4) Arriving at a solution. The beloved A-HA! moment. Pure synthesis. It rocks. 5) Writing the solution down. Writing it down is essential because, until this point, it’s very likely all you’ve done is think and talk about the problem. Writing it down forces you to arrange the solution (and possibly the problem) into linear steps. This act may reveal interesting aspects to the information that you couldn’t grasp when you were running around the building yelling at people about the problem. It also creates a document of your solution which means if you’re hit by a bus after you’ve come upon a cure for cancer that someone else can claim your work as their own and receive the Nobel Prize.
6) Repeat steps 1 thru 4 replacing PROBLEM with SOLUTION. This is error correction. Did you capture all the various intricacies of your solution when you wrote it down? How about that off-the-cuff conversation you had with SOandSO over a donut? Better make sure.
7) Executing the solution. Translation: FAME/GLORY/SATISFACTION/DINERO. It’s important to note that it’s difficult to execute this step if your solution blows. Alas, this is why this section is called HOW TO SOLVE HARD PROBLEMS and not HOW TO SOLVE HARD PROBLEMS WELL.
In any event, DO THIS FOR ME. When you have a hard problem, please bring me in at STEP #2. Thank you.
Hey, this weblog gig RULES.
Rands explains the deal with ALL CAPS
Because of Jerkcity’s NET_FAME, I’m granted a special dispensation when wandering around the IRC (NOTE TO FANS: #jerkcity is on #EFNET - IF YOU SEND ME MAIL WHAT #EFNET IS, I WILL IGNORE YOU - PROMISE). Translation: When I show up and starting RAMBLING IN ALL CAPS, most folks don’t immediately BOOT’n’BAN because they realize it’s MY JOB… usually.

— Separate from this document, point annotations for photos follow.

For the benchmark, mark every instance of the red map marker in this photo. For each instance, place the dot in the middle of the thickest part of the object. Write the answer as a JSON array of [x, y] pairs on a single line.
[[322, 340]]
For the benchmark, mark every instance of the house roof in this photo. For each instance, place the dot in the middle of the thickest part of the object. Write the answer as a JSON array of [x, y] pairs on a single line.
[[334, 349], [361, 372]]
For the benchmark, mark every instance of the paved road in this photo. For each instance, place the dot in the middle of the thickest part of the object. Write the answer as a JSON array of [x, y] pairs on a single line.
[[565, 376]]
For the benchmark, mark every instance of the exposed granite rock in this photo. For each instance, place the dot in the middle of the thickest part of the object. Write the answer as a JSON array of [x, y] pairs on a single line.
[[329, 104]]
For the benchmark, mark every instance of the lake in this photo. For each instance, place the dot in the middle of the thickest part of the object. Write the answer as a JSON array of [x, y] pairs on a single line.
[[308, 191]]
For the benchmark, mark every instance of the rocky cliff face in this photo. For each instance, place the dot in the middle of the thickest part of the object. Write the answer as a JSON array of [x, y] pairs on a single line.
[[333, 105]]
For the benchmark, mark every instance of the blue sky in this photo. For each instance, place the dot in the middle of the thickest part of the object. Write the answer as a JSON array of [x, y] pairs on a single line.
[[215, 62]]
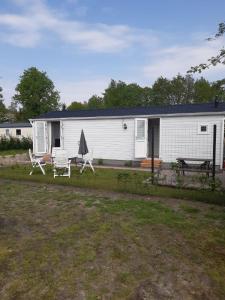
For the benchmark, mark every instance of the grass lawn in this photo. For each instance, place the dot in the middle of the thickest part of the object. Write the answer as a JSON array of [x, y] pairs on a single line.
[[112, 180], [58, 243], [12, 152]]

Usually when I arrive in a channel and starting BLATHERING IN ALL CAPS, someone invariably asks, "What’s with the ALL CAPS"
ALL CAPS is generally viewed as yelling. Has been for as long as I’ve used a computer. (HINT: BBSes) What you should see when RANDS when shows up in his IRC guise and is speaking in ALL CAPS is that he is not really shouting… he’s using all caps to indicate sarcasm… stupidity… ignorance. These are tones which we easily discern when we’re 1:1, but we’re not right now, are we? I’m sitting here at my desk drinking SportTEA and YOU’RE SITTING HERE WONDERING HOW A GOOGLE SEARCH FOR ADMIRAL KRAG PORN ENDED UP WITH YOU READING JERKCITY.

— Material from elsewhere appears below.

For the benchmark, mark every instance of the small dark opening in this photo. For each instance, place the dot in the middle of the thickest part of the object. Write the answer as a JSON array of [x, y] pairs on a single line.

The point is, yelling is reasonably easy to indicate with a keyboard. There’s a even a key for it — it’s called an exclamation point.
"You suck dick!"
What typographic means do we have to indicate sarcasm? A smiley? That’s way gay. I claim that caps is the solution. It’s elegant and you don’t have to remember WHICH PARENTHESIS TO USE.
MARISA TOMEI SUCKS DICK.
Now, Marisa doesn’t really suck dick or maybe she does… that’s not the point… the point is, compare the ALL CAPS version to the HONEST AND TRUTHFUL version.
Marisa Tomei sucks dick.
HOLY SHIT? SHE DOES? LORD GOD HEADING TO HOLLYWOOD/THE OSCARS FOR STARSTUDDED BLOWJOBS.